According to the study published in 2004 in the magazine In situ (publication of the ministère français de la Culture), the château de L'Horizon is "one of the masterworks of Barry Dierks." Here, the architect created an imposing complex of buildings – all standing in perfect harmony with one another – consisting of a main building of four stories, annexes, a private port, and gardens designed by Dierks himself – which was a hallmark of the architect.

The property, which is wedged between the Route du bord de mer (D 6098) and the coast, extends along the coast. Dierks utilized this topography to design a long building of which nearly all of the rooms open to the sea and the horizon, hence the name of the villa.

For this reason, the entry façade – visible from the roadway – has very few openings: Frédéric Mitterrand speaks of a "forbidding view from the roadway and the railway tracks" but a sumptuous approach from the sea.

Seen from the coast, the extended line of the main building seems to be constructed on the jagged pink rocks.

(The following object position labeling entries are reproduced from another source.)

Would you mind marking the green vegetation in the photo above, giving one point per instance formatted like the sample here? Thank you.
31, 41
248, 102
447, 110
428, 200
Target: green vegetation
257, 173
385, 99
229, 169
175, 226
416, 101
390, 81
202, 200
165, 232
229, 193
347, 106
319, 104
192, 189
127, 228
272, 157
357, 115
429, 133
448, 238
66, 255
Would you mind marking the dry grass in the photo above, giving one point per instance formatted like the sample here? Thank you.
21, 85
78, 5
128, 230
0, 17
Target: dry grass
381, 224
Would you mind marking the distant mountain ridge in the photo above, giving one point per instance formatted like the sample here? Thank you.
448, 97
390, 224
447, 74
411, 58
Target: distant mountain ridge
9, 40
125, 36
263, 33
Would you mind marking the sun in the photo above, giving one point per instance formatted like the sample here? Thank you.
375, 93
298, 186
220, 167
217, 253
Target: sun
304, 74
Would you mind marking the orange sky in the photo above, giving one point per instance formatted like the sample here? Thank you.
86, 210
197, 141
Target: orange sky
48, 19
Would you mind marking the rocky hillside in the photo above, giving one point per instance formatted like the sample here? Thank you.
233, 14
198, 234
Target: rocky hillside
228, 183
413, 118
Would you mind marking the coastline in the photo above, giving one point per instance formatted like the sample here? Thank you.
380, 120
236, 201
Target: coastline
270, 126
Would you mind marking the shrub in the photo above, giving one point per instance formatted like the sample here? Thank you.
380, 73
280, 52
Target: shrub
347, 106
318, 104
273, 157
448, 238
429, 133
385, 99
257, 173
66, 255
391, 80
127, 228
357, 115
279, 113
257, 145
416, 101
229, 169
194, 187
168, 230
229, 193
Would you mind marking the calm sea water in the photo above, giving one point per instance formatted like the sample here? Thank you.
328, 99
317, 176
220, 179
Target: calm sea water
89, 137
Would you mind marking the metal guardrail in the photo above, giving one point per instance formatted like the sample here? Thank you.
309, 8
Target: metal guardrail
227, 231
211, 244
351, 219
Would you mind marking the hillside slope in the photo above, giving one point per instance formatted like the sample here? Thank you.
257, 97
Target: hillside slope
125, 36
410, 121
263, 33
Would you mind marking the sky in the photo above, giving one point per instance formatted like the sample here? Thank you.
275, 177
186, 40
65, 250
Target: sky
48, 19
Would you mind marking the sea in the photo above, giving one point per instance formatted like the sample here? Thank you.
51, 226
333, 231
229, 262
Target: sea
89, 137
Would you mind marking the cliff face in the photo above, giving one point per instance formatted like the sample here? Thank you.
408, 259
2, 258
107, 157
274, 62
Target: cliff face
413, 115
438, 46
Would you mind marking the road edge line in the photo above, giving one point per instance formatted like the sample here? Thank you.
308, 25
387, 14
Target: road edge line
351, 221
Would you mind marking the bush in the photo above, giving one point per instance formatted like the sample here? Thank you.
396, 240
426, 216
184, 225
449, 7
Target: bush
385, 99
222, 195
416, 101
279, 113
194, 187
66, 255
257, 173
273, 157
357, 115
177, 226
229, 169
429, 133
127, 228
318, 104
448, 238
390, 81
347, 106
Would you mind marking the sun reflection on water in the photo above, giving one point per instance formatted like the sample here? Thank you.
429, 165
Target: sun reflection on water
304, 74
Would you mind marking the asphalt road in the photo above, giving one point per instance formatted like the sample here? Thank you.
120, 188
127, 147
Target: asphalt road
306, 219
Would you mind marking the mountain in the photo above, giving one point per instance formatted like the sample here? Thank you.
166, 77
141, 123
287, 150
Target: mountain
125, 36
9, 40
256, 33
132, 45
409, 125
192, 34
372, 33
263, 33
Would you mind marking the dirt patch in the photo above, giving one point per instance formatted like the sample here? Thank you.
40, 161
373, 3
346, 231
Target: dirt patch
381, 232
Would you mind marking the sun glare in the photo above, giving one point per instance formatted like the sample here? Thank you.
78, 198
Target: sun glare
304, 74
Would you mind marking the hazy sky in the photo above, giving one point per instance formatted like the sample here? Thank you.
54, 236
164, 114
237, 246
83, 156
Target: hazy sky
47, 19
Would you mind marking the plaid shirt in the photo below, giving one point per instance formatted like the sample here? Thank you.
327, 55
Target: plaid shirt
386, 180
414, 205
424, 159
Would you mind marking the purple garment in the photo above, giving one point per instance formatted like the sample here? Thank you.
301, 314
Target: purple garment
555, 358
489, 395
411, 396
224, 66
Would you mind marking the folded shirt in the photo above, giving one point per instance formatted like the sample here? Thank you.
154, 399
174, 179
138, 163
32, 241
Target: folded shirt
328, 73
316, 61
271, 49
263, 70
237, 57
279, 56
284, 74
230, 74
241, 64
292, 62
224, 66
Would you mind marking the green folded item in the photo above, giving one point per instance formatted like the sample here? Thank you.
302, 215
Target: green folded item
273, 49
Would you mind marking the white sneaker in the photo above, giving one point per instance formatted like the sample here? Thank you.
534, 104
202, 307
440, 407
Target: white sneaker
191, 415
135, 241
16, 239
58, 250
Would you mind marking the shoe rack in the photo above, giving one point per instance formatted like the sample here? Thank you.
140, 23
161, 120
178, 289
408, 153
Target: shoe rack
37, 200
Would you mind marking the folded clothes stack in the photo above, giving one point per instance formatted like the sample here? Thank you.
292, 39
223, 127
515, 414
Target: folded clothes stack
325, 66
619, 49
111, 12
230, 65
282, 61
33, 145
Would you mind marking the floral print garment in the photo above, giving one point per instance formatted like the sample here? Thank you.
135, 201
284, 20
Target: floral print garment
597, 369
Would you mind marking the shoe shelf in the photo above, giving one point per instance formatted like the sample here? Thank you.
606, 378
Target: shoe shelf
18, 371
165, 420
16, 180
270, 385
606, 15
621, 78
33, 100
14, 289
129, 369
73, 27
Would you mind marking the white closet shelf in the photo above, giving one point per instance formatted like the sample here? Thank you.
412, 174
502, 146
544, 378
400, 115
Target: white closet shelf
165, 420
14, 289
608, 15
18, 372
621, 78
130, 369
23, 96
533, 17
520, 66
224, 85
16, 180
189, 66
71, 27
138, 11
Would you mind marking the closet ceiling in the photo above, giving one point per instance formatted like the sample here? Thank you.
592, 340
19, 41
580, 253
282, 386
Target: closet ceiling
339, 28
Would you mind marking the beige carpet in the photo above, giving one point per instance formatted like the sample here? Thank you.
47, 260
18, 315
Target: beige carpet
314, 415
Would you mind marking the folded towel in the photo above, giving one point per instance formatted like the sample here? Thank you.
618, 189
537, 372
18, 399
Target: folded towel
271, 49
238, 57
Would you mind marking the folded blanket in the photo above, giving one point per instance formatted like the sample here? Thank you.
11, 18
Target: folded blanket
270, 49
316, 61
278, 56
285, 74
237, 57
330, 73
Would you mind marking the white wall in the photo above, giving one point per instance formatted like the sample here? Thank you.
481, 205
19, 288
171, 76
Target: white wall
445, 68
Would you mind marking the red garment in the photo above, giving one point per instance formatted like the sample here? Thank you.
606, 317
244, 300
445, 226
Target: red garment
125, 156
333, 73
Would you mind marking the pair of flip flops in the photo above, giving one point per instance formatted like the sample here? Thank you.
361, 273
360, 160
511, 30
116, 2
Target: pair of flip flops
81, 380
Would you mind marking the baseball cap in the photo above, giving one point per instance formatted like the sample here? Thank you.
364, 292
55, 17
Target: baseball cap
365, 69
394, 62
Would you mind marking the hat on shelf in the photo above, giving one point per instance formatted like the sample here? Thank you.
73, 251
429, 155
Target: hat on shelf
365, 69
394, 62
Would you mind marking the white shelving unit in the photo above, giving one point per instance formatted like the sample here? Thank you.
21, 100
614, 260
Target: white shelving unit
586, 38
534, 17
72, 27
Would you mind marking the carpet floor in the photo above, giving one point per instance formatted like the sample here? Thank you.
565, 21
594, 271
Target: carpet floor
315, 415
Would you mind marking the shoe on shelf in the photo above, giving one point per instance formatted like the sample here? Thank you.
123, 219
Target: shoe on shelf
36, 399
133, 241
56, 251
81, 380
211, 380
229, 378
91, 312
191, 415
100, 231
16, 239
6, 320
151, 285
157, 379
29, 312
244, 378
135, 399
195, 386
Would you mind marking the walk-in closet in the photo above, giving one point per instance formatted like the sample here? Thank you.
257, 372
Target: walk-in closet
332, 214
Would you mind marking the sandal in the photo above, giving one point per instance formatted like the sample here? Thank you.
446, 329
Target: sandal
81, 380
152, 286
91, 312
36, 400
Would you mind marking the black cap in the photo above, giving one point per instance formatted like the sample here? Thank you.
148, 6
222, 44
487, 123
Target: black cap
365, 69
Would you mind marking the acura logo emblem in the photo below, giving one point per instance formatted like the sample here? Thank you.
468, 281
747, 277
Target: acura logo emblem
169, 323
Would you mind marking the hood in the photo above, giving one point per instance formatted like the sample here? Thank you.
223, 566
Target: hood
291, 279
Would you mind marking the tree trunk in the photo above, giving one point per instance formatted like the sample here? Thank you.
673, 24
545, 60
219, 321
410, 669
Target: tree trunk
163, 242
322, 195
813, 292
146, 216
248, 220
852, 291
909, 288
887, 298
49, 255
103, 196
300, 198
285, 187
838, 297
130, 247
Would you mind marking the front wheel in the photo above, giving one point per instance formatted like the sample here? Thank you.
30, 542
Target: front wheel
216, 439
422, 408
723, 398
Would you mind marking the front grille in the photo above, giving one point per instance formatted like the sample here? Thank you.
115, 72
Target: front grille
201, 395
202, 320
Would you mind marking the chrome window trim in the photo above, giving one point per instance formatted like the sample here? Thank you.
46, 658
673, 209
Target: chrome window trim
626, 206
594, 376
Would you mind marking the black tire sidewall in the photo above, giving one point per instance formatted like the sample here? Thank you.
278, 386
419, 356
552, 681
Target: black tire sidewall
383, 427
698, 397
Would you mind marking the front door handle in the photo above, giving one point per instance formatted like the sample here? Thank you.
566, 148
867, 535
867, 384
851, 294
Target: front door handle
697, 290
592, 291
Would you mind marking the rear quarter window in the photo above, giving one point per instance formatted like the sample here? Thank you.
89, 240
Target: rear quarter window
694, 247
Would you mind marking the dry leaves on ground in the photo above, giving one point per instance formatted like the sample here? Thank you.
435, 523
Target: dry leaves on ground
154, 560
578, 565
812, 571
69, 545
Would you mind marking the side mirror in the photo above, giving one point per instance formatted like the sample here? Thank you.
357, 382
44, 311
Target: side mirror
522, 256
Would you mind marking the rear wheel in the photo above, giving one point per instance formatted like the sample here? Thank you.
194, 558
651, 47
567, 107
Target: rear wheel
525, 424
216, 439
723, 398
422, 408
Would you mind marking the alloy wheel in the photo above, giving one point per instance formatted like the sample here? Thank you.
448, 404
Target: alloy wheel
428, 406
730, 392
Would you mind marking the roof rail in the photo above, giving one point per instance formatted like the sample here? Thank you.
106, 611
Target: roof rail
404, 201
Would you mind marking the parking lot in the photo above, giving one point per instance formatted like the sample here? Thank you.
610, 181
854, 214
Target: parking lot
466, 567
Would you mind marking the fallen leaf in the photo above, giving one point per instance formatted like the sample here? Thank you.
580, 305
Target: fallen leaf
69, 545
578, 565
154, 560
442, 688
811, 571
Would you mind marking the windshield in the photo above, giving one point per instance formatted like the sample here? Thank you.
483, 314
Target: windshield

The villa consists of a central corps surrounded by two short wings, all of which are set on a terrace. On the eastern side of the villa, a recessed wing opens, whose joining to the main building forms a square tower. The façades are of white stucco and pierced by numerous openings which create covered arcaded galleries.

The property being on a downward slope, the entry level is on the first floor of sea-side of the villa (the gardens, swimming pool, and the salons frais (garden rooms) are on the ground floor). The entry level is given over entirely by the reception rooms and service areas. The upper floor includes ten bedrooms and seven bathrooms. On the uppermost floor (3rd floor from the entry; 4th floor from the sea-side), which has direct access from the terraces, is a salon and an arcaded loggia

The swimming pool, of a size uncommon in 1932, is a long rectangle that extends the length of the main building parallel with the coast and overlooks the sea. This architectural statement, seen from the villa, is spectacular. A white monumental staircase descends from the swimming pool to the shore.

According to British writer Mary S. Lovell, since becoming property of the Saudi royal family, the Château de L'Horizon has been expanded and altered almost beyond recognition.